Kto słyszał o ich Rozstaniu? Czy to tylko plotki?
Cześć dyskusji.
Jeżeli to prawda a mam nadzieję że tak (Marianów życzę jak najlepiej żeby nie było) to za długo to ta ich miłość nie trwała ;) ile oni ze sobą byli z miesiąc!? chyba dłużej nie
Wchodzę na forum a tu już tyle informacji :P Czyli ślub już trwa :) ok to jak będziecie coś nowego wiedzieć to piszcie :P
Jeśli Camila faktycznie jest za granicą no to może w ramach swojej pracy i dlatego na ślub z Mariano nie mogła przyjść ;) choć dla mnie opcja ze nie są juz razem to nie ukrywam mi pasuje najbardziej ;)
No w sumie jest to troche dziwne, że jej nie zabrał, tym bardziej, że była z nim nawet na tym evencie gdzie jego była żona prezentowała swoją marke ubrań, a tu już jej z nim nie ma.
Po jej insta story widać, że jest ze swoimi kotami chyba u siebie w mieszkaniu także chyba czas ma :D
Lali podobno była widziana na lotnisku, ale nie wiadomo gdzie leci.
Mariano przyleciał do Salta więc ona może też.

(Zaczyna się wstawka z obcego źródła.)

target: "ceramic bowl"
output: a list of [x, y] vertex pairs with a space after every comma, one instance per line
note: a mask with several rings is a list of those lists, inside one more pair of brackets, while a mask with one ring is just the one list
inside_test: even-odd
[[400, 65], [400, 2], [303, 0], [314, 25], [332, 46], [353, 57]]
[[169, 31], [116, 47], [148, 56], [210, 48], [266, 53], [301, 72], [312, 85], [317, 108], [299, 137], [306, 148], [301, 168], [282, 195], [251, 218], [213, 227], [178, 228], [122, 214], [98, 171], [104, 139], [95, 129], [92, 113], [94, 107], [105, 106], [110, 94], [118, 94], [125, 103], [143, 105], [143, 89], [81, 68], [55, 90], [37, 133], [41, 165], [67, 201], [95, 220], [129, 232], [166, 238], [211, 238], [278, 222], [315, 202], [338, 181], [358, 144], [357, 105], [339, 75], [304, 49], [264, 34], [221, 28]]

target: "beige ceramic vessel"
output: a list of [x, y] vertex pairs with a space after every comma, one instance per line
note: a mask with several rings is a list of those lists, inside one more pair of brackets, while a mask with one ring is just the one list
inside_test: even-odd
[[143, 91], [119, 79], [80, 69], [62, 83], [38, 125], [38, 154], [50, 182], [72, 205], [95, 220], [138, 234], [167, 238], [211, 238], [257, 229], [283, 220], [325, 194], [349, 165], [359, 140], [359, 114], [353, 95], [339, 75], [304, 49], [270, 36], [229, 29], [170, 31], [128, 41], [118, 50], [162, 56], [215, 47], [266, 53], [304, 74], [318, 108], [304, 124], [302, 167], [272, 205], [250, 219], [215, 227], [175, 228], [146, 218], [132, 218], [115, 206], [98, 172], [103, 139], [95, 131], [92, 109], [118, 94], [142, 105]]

Nie, że tym samym lotem tylko, że może ona też wybrała samolot, żeby zaoszczędzić czas. Jak nie będzie na ślubie to pewnie poleciała do Włoszech.
A wtedy będzie dupa za przeproszeniem... ;( Tylko w sumie teraz pytanie po co by przylatywała do Argentyny jak nie po to by na ślub pójść? ;/ Oczywiście mogła mieć wiele innych powodów ale dla nas to bedzie zawód jesli nie na ślub
O tym ze nie sa razem powiedzial jakis znajomy Mariano podobno... Oby to byla prawda :)
Ja czytałam kilka dni temu na tt na jednym z kont że ona powiedziała że będzie na ślubie a to konto jest wiarygodne bo sie wiele informacji z niego sprawdza a do tego Lali wróciła z Rzymu wiec wszystko na to wskazywało a zatem albo miała być ale cos się wydarzyło i zrezygnowała albo przyjdzie na wesele tylko albo skłamała mówiąc ze przyjdzie żeby zmylić fanów, nie wiem
Lali coś nie widać na ślubie. Mariano poszedł z Franco. A o Lali nic nie wiadomo :(
Na pewno za niedługo pojawia się zdjęcia gości i będziemy wszystko wiedzieć ;)
Nie :( a przynajmniej na razie. Mam nadzieję że jeszcze dotrze ale już tylko odrobinkę jej mam niestety...
Lali nie będzie na weselu bo jakby miała być to już by była a jej nie ma :(
Pewnie myślała że Mariano przyjdzie z camila i nie chciała przyjść.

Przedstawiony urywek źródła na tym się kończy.